Answer: The difference there would be suicide vs sacrifice. In T2, basically what he meant is he could not commit suicide as it was against his programming. They had beat the T-1000 and had won, but it was too dangerous for Terminator to stick around and knew he had to be destroyed. But he could not purposely do it to himself as it was an act of suicide. However in T3, it was a sacrificial move. The goal of his actions was not to destroy himself, it was to take out the TX and prevent her from reaching John. He had to do this by any means necessary and made a sacrifice play by shoving his core into her mouth and blowing them both up. It wasn't suicide this way, it wasn't self termination. He was taking her out but caused himself to be collateral damage.

Quantom X

Also, after watching that scene again, I'm adding this little tidbit. The Terminator didn't actually die from the thing he did to the TX in that move. If you notice towards the end after the nuclear bombs go off, the fall out ash is falling down around its head and its eyes are still on, slowly fading away.
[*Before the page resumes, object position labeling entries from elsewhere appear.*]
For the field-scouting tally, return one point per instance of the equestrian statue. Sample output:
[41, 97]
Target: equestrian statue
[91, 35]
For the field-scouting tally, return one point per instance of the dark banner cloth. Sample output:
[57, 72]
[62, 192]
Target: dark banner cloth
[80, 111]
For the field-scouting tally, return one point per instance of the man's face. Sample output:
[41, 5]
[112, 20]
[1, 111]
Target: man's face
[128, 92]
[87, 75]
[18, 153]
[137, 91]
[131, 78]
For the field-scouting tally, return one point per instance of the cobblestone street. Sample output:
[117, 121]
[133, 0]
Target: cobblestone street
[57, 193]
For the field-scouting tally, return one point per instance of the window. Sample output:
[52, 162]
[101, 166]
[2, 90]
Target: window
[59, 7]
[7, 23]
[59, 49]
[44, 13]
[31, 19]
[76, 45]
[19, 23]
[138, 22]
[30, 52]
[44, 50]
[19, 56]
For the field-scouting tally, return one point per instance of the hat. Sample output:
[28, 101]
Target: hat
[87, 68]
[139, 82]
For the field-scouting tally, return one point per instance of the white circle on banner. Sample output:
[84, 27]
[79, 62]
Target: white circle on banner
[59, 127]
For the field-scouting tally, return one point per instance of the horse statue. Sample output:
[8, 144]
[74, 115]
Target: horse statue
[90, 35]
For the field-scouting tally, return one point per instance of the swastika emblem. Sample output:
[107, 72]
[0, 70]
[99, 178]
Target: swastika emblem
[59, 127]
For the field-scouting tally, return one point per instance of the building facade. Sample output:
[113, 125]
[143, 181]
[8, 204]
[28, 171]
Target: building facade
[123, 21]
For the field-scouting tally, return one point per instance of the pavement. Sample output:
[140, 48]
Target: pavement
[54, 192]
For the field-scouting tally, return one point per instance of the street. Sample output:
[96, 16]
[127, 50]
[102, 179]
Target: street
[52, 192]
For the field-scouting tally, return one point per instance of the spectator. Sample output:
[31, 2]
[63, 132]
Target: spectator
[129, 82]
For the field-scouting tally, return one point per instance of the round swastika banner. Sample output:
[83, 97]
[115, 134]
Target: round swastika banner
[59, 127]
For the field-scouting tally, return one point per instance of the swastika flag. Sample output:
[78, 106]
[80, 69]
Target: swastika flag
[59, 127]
It was badly damaged by its move, but the bombs in the end finished him off.

Quantom X

Answer: For me, T2 was a lot about machines being able to learn so in T3 when he managed to shut himself down it was because he had learned compassion and not to be just a machine following orders as well as understanding how vital it was that John survived.

The_Iceman

Answer: If you listen in the second film, I don't remember if it was cut out of the theatrical film and put back in the extended version or not, John and Terminator are in the desert looking at the guns Terminator says "I have to stay functional until the missions is complete." Once the T1000 is dead Terminator had no other reason to function and thus sacrificed himself. In this film he knows the fuel cell would destroy the TX once that happened his mission was completed and no longer had any real reason to function anyone.

That can't be the case, because by the end of T2 his mission was complete, and he still couldn't self terminate.